Wei Jian, a deputy division leader of Shanghai Public Security Bureau, said the den he was most impressed by was in Surabaya in Indonesia.
A four-floor villa covering an area of more than 400 square meters had many steel cots for workers on the second floor.
A suspect said that they worked from 8 am to 5 pm, and each had to hand in the names of at least 150 potential victims every day. Monthly salary was 10,000, depending on performance.
"We were pressured every day," said a suspect, adding that if someone could not finish his task several days in a row, he might get fired.
Suspects were divided into teams, with managers at different levels supervising. Every fraud phone call was recorded, and managers commented on the records every night.

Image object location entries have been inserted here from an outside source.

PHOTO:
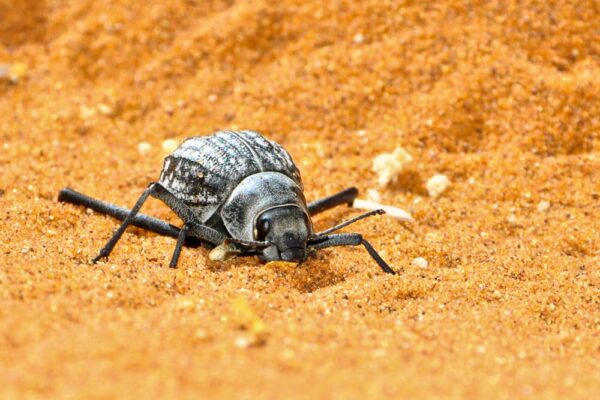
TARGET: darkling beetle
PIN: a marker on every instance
(239, 190)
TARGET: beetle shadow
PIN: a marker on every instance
(314, 274)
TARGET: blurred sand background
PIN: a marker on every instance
(503, 97)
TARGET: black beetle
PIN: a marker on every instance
(238, 190)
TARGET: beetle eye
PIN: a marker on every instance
(262, 228)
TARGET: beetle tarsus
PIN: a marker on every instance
(350, 239)
(346, 196)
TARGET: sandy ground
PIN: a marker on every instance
(501, 96)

Suspects pretended to be staff of mobile companies such as China Unicom and China Mobile, banks such as Bank of Shanghai and Industrial and Commercial Bank of China, and staff of other financial companies.
Police discovered that the gang even used to pretend to be staff at sub-offices of Shanghai and Beijing Public Security Bureau.
Wei said: "recruiting (workers) in China and sending them to dens abroad" has turned into an "industrial chain".
Suspects had been recruited in China for highly-paid jobs abroad, and got visas in the southern city Shenzhen before being sent abroad. They were usually transferred in Hong Kong instead of flying directly to the destination to avoid being noticed by police.
As soon as they arrived they were met and sent to the dens. The suspects live in villas and start calling soon after brief training.
New members' passports are usually handed in, to keep better control and they are not allowed to use mobile phones, getting a small of money every month.
A joint operation between Indonesian police and Chinese opposite numbers from Shanghai, Beijing, Guangdong and Taiwan was launched in September after several phone fraud dens targeting China were discovered.